In my previous post I tried to use the economic theory of comparative advantage to answer the question:
Who should work on what? or Shouldn’t every developer work on the software where they are most productive?
The economic model gave an answer but more importantly it provided a framework for answering the question. As I examined the assumptions behind the model it became clear there are many other considerations which deserve attention.
Perhaps the most important one is: value.
The basic economic model looks, perhaps naively, at quantity of goods produced. Really, one should consider the value of the goods produced. Not only did the model assume that every feature is the same size but it also assumed that all features have the same value.

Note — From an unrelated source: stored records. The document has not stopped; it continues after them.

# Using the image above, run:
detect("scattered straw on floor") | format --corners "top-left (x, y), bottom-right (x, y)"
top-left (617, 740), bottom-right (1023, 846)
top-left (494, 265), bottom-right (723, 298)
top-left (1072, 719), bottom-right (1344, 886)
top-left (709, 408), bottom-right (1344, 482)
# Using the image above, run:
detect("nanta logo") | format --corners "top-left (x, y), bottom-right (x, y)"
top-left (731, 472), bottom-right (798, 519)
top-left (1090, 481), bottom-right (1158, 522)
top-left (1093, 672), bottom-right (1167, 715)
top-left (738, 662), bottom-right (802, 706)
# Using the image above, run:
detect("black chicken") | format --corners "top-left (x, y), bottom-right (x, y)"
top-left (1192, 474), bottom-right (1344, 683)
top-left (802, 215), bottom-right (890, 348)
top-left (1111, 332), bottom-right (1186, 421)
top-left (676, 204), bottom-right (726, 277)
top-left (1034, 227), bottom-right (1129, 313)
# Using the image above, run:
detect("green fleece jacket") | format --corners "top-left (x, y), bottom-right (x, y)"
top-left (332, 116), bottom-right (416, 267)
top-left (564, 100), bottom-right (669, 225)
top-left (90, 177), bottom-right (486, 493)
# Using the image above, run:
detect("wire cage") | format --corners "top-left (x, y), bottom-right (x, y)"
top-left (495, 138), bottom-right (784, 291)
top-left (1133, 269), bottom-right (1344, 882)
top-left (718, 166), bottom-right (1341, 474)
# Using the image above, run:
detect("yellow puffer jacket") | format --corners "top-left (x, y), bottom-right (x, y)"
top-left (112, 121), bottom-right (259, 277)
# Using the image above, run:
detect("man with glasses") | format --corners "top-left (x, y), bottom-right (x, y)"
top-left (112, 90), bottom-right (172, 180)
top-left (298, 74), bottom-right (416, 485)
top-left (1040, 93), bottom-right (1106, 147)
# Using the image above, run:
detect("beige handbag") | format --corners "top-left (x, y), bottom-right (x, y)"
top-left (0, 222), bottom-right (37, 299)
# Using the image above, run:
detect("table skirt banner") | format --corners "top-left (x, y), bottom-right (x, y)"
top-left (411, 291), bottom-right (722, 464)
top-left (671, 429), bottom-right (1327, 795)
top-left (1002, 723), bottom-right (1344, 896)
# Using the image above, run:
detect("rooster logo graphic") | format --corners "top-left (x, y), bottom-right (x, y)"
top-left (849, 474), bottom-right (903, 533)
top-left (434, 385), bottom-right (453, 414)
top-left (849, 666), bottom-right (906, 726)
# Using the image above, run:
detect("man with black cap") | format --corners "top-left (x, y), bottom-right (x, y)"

Flipping back to the basic model, lets assume that each Bonds feature generates $10,000 in revenue while each Equities feature generates $20,000. Now the options are:
- Jenny and Joe both work on Equities, they produce seven features and generate $140,000 in revenue.
- Jenny and Joe both work on Bonds, they produce seven features and generate $70,000 in revenue.
- Joe works on Equities and Jenny on Bonds, the six features they produce generate $80,000 in revenue.
- Joe works on Bonds and Jenny on Equities, the eight features they produce generates $130,000 in revenue.
Clearly option #1 is the one to choose because it generates the greatest revenue even though Joe would be more productive if he were to work on Bonds. Adding value to the basic model changes the answer.
Now, again there is an assumption here: all features produce the same value. That is unlikely to be true.
Indeed, over time if no work is done on Bonds it would be reasonable to assume the value of the features would increase. Not that all features would increase in value but failure to do any would mean some of those in the backlog would become more valuable. In addition new requests might arise which may be more valuable than existing requests.
Further, while the value of Bonds features would be increasing the value of Equities might be falling. This follows another economic theory, the law of diminishing marginal utility. This law states that as one consumes more of a given product the added utility (i.e. value) derived from one more unit will be less and less.
So now we have exposed another assumption in the model: the model is static. The model does not consider the effects over time of how things change – I’ll come back to this in another context later too.
Over time the backlogs for both products will stratify, each will contain some items which are higher in value than average and some which are lower in value.
Lets suppose each product has its own backlog:
- Equities backlog contains seven features with the values: $60,000, $54,000, $48,000, $42,000, $36,000, $30,000 and $24,000.
- Bonds backlog contains another seven features with the values: $32,500, $10,000, $7,000, $6,000, $5,000, $4,000 and $,3000.
Now there are (at least) four options open:
- Equities: both Jenny and Joe work on the equities product. Together they will deliver seven features and a total of $294,000 of value.
- Bonds: both Jenny and Joe work on the bonds product. Together they will deliver seven features and a total of $67,500 of value.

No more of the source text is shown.